By the time Babel comes around there are 2 distinct groups, those who “call upon the name of God” (there is a play with the name seth), and those people of “reknown” – people making a name for themselves. These people have come so far they make their own Ziggurat – we have records of such things from other ancient stories and they are always a pathway to heaven… a man made one. To make it worse, the people of babel dont have any natural resources to use, so rather than God supplied stone and wood, they use kiln fired bricks made with bitumen. They have so completely abandoned God they believe they can build their own resources and make their own way to heaven.

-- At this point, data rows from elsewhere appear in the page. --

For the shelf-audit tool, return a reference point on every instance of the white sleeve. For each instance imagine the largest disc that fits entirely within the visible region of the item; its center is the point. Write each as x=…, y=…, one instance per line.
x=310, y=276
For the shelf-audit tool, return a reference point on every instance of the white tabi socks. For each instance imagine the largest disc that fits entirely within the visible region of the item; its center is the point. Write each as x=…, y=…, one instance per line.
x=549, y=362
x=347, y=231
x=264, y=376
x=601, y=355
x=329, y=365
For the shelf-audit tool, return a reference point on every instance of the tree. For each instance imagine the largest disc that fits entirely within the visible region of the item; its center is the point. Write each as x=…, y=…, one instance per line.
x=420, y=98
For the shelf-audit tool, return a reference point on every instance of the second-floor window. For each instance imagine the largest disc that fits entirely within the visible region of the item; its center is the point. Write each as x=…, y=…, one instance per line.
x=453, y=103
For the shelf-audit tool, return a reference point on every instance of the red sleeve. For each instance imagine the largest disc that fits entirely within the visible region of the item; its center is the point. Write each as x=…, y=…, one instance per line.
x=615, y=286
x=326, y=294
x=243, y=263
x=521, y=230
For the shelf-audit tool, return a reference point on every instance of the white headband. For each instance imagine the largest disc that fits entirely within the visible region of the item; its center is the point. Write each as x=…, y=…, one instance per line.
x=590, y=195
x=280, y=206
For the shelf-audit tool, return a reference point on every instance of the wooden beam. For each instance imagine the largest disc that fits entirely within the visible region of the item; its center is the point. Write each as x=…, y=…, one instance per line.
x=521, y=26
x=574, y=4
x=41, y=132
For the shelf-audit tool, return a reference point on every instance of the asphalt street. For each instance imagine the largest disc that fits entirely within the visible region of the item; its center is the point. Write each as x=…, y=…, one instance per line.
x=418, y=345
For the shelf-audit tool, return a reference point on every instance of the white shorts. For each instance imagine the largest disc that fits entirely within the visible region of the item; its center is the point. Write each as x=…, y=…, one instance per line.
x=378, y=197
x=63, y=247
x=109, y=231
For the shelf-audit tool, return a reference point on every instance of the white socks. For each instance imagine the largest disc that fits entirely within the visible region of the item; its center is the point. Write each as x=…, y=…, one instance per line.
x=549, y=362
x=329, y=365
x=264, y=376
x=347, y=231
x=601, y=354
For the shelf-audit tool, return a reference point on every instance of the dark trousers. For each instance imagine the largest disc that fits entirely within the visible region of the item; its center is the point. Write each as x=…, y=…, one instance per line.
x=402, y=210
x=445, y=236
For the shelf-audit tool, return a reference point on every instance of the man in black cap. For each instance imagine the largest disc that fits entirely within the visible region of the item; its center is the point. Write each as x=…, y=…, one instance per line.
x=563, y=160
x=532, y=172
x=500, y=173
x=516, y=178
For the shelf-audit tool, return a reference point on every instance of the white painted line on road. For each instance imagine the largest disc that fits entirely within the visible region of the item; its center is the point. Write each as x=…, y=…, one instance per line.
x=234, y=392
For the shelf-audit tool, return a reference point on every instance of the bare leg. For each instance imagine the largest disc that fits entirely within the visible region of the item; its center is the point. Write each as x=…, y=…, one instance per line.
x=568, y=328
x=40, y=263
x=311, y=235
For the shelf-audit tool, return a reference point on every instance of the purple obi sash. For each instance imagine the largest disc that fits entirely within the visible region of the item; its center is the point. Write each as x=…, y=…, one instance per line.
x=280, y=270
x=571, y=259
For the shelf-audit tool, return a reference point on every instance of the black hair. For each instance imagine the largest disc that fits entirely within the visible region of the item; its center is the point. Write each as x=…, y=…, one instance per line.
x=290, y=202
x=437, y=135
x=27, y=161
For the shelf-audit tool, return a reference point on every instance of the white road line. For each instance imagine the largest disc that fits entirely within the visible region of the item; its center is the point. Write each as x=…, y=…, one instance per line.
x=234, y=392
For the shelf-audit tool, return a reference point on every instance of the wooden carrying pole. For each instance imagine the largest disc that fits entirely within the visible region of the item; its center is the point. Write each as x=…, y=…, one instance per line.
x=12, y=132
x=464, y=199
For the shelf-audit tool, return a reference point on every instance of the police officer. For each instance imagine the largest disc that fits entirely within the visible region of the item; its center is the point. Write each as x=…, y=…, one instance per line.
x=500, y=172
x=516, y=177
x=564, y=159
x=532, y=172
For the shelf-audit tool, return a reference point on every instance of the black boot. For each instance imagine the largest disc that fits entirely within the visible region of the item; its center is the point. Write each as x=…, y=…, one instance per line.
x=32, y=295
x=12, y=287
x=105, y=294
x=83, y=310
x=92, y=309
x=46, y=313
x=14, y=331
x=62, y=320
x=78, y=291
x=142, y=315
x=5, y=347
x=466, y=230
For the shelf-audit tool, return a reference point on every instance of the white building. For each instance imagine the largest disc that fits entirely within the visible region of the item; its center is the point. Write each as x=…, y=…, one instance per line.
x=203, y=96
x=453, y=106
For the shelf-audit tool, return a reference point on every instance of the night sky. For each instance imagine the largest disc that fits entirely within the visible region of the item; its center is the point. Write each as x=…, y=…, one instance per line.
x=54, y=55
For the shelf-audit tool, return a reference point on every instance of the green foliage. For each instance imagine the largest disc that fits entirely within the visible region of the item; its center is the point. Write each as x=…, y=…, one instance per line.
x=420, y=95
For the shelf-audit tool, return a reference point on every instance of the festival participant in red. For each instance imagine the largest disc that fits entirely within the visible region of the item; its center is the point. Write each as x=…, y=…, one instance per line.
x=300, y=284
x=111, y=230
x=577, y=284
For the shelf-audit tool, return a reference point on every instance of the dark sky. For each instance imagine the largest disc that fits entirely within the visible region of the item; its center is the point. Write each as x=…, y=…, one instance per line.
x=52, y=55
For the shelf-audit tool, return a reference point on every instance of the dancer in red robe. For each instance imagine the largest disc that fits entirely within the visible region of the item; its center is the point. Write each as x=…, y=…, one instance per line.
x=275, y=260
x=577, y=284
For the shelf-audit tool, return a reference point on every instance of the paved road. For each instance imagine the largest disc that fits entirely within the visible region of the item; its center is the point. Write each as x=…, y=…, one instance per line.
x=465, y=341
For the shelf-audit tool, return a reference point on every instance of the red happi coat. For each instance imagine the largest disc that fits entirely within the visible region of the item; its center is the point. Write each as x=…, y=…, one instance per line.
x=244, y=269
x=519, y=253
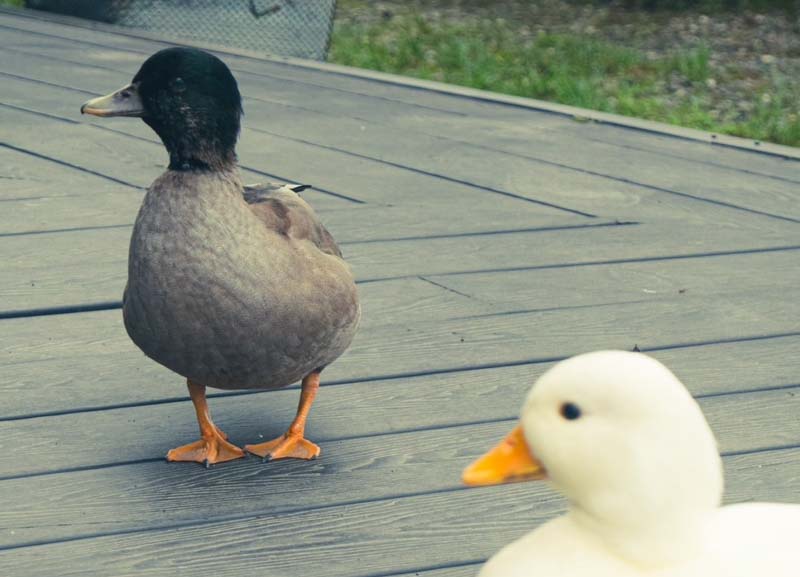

Likewise in Laodicea. The people of Laodicea are not “lukewarm” because they only kind of believe in God, in fact, they have abandoned God. They were known for their fine clothes made of wool from black sheep, and also for a special poultice which was used to treat eye ailments. The city was destroyed by an earthquake, and rebuilt by the wealth of its inhabitants. This city was known for its self sufficiency. The story is told that they had no natural water supply, so they built an aqueduct system. By the time the water got to the city it was lukewarm. Look at the text:
Rev 3:14 “To the angel of the church in Laodicea write: The Amen, the faithful and true Witness, the Beginning of the creation of God, says this:
Rev 3:15 ‘I know your deeds, that you are neither cold nor hot; I wish that you were cold or hot.
Rev 3:16 ‘So because you are lukewarm, and neither hot nor cold, I will spit you out of My mouth.
Rev 3:17 ‘Because you say, “I am rich, and have become wealthy, and have need of nothing,” and you do not know that you are wretched and miserable and poor and blind and naked,
Rev 3:18 I advise you to buy from Me gold refined by fire so that you may become rich, and white garments so that you may clothe yourself, and that the shame of your nakedness will not be revealed; and eye salve to anoint your eyes so that you may see.
Rev 3:19 ‘Those whom I love, I reprove and discipline; therefore be zealous and repent.
Rev 3:20 ‘Behold, I stand at the door and knock; if anyone hears My voice and opens the door, I will come in to him and will dine with him, and he with Me.
Rev 3:21 ‘He who overcomes, I will grant to him to sit down with Me on My throne, as I also overcame and sat down with My Father on His throne.
Clearly, Laodicea is being told that if they continue to rely on their own wealth, skills, knowledge, etc, they will not find their way into heaven. One gets to heaven by being reliant on God. Eden, the first heaven, is a place where God provided for his people, where they lived as God’s governors. All too often we (I) rely on our own skills/wisdom/knowledge/money/etc. But the faithful, recognise that there comes a point where this is futile, and place their trust in God.